As with most psychological disorders, treatment consists of medicine and behavioral therapy. Drugs typically prescribed are MAO inhibitors (phenelzine), serotonin uptake inhibitors (fluoxetine), and tricyclic antidepressants (imipramine). In the 1990s, the drug Prozac was extremely popular. A 2011 survey found that 1 in 10 Americans were prescribed an antidepressant for various forms of depression, including PDD.

Cognitive-behavioral therapy is used to change dysfunctional patterns of thinking into more realistic and productive ones. Through it, PDD patients learn to improve the content of their self-talk and to relate to other people in mutually beneficial ways. They also learn to change destructive daily activity patterns. Interpersonal therapy also can be employed to manage more serious conflicts with others.

7. Occurrence

It is difficult to determine the exact numbers of people affected by depression. Based on existing evidence, experts currently believe that about 6% percent of the general population has persistent depressive disorder. Of patients seeking help for depression, 36% have a diagnosis of PDD, and 25% will probably go on to experience severe depression sometime in their lives.

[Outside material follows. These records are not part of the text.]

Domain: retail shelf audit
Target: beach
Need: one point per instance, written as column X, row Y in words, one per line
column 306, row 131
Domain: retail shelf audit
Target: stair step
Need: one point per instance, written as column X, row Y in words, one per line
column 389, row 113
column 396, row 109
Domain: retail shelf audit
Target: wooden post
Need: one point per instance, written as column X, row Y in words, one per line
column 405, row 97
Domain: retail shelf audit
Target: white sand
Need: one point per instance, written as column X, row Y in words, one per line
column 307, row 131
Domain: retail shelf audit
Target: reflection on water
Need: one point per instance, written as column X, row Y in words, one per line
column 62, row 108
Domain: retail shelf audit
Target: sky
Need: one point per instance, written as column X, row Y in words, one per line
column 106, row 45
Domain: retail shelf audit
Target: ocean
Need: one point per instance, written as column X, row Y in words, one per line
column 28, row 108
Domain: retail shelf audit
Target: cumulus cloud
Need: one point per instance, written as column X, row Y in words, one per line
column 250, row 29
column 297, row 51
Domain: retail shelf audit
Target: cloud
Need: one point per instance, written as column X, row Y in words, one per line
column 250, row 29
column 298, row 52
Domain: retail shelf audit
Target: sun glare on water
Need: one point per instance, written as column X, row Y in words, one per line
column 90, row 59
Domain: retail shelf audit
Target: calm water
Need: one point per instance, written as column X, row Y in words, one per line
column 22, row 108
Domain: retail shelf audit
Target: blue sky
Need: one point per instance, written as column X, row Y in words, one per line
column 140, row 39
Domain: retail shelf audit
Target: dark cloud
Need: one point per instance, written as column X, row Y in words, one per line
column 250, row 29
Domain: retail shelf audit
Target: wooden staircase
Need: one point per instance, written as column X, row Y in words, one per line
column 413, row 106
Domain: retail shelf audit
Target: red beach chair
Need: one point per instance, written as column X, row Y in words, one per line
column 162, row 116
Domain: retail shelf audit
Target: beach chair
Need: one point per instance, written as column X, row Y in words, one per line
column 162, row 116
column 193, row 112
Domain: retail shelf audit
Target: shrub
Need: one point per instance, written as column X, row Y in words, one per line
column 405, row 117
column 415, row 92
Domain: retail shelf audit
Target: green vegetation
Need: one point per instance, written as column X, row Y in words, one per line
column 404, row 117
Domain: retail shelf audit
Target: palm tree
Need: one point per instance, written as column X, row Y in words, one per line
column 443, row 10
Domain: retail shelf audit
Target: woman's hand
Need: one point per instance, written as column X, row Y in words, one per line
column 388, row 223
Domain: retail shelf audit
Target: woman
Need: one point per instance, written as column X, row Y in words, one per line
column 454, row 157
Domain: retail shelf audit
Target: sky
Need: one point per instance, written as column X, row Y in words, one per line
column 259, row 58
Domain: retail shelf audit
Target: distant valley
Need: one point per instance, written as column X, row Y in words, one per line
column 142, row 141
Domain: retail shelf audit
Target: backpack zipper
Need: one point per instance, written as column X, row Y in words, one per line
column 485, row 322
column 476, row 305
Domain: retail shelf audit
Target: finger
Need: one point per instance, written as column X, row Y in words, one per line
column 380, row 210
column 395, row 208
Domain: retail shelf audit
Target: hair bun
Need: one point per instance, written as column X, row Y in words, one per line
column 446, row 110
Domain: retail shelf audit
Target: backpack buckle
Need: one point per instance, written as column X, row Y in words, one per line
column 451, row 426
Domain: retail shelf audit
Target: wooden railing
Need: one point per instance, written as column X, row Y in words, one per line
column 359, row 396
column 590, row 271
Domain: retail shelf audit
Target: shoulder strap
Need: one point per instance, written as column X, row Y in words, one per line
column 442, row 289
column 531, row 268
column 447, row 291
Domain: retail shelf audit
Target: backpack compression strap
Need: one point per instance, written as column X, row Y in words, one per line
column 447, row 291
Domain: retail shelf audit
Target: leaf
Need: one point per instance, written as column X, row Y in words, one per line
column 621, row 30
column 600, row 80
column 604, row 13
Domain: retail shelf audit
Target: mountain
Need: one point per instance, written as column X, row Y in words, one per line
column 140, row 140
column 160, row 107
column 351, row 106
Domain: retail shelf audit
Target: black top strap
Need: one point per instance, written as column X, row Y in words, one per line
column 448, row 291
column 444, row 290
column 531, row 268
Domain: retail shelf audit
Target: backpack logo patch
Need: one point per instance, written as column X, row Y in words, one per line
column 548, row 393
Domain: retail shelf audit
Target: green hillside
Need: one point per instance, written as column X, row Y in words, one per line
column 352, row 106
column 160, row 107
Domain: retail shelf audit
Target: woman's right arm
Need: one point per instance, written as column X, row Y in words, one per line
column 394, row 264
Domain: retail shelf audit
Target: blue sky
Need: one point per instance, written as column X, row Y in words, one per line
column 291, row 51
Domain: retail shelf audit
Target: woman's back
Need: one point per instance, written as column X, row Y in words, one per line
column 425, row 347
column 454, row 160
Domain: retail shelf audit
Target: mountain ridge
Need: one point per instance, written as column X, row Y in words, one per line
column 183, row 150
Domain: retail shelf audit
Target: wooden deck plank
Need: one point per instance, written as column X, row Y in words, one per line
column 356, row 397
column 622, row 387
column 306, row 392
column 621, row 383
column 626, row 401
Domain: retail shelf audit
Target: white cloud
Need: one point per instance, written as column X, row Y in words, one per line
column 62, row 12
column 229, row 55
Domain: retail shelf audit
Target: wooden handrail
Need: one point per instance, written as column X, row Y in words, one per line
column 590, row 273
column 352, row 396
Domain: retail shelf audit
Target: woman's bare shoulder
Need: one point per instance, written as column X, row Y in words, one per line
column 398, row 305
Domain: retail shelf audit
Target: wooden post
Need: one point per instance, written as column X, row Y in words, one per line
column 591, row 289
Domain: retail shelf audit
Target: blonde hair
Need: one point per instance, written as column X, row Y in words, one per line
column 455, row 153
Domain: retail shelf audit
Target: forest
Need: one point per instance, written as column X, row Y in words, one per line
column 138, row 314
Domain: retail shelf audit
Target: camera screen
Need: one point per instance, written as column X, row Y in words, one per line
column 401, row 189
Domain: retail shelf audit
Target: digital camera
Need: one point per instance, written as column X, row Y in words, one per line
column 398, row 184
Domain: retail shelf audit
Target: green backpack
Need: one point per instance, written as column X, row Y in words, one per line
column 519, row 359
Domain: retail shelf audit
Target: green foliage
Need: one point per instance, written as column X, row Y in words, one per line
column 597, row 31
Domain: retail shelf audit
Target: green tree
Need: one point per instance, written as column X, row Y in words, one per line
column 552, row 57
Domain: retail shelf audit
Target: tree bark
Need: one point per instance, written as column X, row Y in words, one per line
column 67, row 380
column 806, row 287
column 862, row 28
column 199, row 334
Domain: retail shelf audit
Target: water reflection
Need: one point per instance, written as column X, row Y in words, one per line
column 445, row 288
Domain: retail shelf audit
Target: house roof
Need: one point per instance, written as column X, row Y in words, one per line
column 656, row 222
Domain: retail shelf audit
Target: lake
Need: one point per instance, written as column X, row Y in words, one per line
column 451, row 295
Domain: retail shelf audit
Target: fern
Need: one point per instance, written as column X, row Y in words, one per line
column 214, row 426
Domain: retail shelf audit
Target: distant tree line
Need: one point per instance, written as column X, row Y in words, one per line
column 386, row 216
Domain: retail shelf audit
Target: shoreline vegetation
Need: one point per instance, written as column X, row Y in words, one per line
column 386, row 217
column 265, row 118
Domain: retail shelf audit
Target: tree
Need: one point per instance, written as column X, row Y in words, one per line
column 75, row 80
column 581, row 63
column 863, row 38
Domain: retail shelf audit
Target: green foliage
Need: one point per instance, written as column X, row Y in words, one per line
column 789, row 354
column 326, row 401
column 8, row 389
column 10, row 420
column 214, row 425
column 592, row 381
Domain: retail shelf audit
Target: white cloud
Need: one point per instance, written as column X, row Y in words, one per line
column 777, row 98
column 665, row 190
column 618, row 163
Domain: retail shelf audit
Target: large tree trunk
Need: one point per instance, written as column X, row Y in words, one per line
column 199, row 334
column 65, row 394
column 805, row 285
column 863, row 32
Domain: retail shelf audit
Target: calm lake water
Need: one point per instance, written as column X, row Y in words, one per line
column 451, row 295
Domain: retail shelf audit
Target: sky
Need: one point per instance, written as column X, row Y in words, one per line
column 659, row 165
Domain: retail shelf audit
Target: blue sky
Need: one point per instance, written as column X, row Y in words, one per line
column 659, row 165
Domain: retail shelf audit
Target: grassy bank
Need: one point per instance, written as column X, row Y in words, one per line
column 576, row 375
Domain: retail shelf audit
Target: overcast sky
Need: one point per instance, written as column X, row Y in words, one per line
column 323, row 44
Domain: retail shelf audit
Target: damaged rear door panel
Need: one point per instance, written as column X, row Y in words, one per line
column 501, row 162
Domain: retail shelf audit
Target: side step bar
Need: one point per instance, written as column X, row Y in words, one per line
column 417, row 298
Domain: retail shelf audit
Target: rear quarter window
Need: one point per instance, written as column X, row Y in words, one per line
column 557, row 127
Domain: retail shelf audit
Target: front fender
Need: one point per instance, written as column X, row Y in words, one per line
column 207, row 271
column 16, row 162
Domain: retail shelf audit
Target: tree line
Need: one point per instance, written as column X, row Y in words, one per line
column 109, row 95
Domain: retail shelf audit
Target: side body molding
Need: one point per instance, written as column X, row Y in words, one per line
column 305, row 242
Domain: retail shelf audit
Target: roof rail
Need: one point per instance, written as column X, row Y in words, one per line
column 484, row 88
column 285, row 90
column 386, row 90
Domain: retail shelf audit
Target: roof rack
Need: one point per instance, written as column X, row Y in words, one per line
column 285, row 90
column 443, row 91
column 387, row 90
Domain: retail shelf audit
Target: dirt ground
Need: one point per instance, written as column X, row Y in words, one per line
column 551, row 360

During childbearing years, women are more susceptible than men are to dysthymia; pre-pubescent and post-menopausal women are affected equally. Men, however, are more likely to die because of the condition. PDD appears to run in families because patients are likely to be related to other individuals with some type of depression. One study also found African Americans and Mexican Americans more likely to develop dysthymia than Caucasians.


8. Childhood Dysthymia

It was once believed that children were not mature enough to experience clinical depression. However, scientists now know that 1% of children aged 3 to 4, 2% of those aged 5 to 12, and 5 to 8% of older children do experience depression of some kind. Of those with dysthymic disorder, one study showed that 76% went on to become severely depressed and that 13% developed bipolar disorder within 12 years.

Children are susceptible to all the same symptoms of PDD as adults, but they often will manifest in slightly different ways. For example, the most common sign of depression in children is extreme irritability. Because volatile moods and defiance of authority are normal parts of adolescent behavior, caregivers can sometimes be oblivious to childhood depression. Parents who notice a bad mood lasting for over two weeks should enquire as to the child’s feelings and consider seeking help from a professional.

9. Causes

There is no one widely-accepted cause for persistent depressive disorder. There are, however, many associated factors. For example, people under stress that is either severe or chronic can experience a change in brain chemistry that affects the regulation of mood. Specifically, levels of the hormone cortisol increase in response to stress, and neurotransmitters like dopamine decrease. Corticosteroid medications can produce similar changes.

Some individuals, due to either heredity or habit, have poor strategies when it comes to dealing with problems. Those who tend to brood and over-think problems instead of employing creative problem solving are especially prone to DPP. Also at risk, are people with personality traits that are gloomy, pessimistic, or overly sensitive to criticism. Traumatic experiences become overwhelming for people with these characteristics, and they can easily fall into depression.

10. Suicide Risk

A person diagnosed with dysthymia is not necessarily suicidal. People can live for years with PDD without suicidal thoughts. However, the greater the length of time a person suffers from depression, the more likely it is that these thoughts will occur. Symptoms also tend to worsen over time.

A person with dysthymia is significantly more likely to take his or her own life than a person who does not suffer from any type of depression. While depression alone cannot explain suicidal behavior, depression combined with other mental conditions, especially manic episodes, does appear to put people at high risk. Those with the anxious subtype of dysthymia tend to make unsuccessful suicide attempts, often as a way of seeking help. Up to 15% have a drug dependence, which is also a contributing factor.